McLuhan was Scotch-Irish and the son of two great raconteurs.  He came to the topic of the Irish bull frequently in Take Today:

Our fathers sometimes encountered paradox in the jocular form of the “Irish Bull”: “When you see three cows standing in a pasture, the one that is sitting is the Irish Bull.” (106)

One of the chapter headings shortly before this reads:

If you Take the Bull by the Horns You’ll Get a Lot of Bull (93)

Later, giving what is surely the formal cause of these bull stories, he refers to the “ebullient Bucky Fuller”. (117)
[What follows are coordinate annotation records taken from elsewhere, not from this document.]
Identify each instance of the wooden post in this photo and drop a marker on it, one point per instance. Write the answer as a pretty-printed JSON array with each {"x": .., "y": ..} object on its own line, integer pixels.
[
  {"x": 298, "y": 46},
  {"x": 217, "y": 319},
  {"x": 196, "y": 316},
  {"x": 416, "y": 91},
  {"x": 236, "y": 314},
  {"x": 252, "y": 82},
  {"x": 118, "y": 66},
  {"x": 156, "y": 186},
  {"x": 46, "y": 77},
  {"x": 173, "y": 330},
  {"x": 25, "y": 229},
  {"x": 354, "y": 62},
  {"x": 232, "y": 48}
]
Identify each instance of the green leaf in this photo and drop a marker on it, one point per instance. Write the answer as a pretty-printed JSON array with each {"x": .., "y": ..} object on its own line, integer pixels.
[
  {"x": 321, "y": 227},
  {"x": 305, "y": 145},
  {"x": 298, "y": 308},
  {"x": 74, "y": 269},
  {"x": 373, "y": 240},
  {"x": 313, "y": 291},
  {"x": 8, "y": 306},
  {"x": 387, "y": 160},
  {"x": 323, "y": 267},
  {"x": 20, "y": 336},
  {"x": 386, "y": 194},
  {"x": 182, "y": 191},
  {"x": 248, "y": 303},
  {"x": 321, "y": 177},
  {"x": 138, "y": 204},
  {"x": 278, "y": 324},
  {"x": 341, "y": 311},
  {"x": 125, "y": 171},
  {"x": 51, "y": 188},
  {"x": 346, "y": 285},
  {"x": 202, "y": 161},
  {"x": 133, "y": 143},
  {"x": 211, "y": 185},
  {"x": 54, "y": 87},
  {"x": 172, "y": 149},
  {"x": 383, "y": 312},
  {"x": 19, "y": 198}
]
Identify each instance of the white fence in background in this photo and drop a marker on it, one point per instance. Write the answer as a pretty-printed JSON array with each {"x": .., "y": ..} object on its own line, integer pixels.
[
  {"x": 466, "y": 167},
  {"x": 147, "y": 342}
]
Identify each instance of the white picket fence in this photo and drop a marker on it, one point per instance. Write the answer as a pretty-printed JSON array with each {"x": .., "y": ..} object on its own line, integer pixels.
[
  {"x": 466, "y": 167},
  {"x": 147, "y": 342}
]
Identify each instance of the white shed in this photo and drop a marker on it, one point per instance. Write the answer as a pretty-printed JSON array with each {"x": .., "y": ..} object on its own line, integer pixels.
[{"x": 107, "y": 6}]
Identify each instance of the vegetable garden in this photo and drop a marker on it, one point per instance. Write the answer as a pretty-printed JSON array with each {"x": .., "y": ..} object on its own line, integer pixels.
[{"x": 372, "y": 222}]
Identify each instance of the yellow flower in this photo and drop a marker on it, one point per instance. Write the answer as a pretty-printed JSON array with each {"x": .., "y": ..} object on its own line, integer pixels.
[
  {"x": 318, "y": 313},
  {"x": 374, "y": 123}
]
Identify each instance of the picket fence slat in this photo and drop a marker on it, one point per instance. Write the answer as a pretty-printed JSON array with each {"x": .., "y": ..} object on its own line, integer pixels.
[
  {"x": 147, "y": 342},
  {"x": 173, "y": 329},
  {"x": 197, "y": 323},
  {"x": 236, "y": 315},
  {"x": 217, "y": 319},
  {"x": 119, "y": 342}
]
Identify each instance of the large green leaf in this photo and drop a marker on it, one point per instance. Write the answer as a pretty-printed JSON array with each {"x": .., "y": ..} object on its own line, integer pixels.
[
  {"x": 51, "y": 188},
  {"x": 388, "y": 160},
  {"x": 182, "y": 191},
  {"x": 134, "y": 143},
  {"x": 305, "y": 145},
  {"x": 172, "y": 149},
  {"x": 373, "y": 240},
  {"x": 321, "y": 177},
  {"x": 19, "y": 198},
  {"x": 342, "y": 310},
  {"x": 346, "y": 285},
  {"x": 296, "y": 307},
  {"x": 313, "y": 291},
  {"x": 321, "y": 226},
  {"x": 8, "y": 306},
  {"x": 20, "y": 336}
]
In the same year that Take Today was published, 1972,  McLuhan presented more Irish bull in ‘End of the Work Ethic’:

We live in a world of paradoxes because at electric speed all facets of situations are presented to us simultaneously. It used to be the specialty of “the Irish bull” to do this. For example, a recent example mentions an exchange between two chiropodists. One says: “I have taken the corns off half the crown heads of Europe.” 

As detailed in Lodge on ‘Science and Literature’, McLuhan’s mentor in the early 1930s at the University of Manitoba, Rupert Lodge, told the story about the Irishman who asked whether a fight was  private or if he might join in. This was repeated 40 years later by McLuhan in Take Today (212):

Is this a private fight, or may anyone join in?
– An Irishman

McLuhan had remembered Lodge in his Speaking of Winnipeg interview with Tom Easterbrook in 1970 and it may be that these Irish bull stories written shortly thereafter came to mind in this way.  But McLuhan had cited Harold Innis on Irish bull long before this in The Gutenberg Galaxy:

Improvements in communication, like the Irish bull of the bridge which separated the two countries, make for increased difficulties of understanding. (216, citing ‘Minerva’s Owl’ from The Bias of Communication, 28)

And much earlier still, in a letter to Allen and Caroline Tate in 1951, he had complained of Vanguard Press, the publisher of The Mechanical Bride, as having “suspected my Irish bulls to be Papal ones.”1

  1.  McLuhan to Allen and Caroline Tate, October 2, 1951. For the full passage, see On The Mechanical Bride.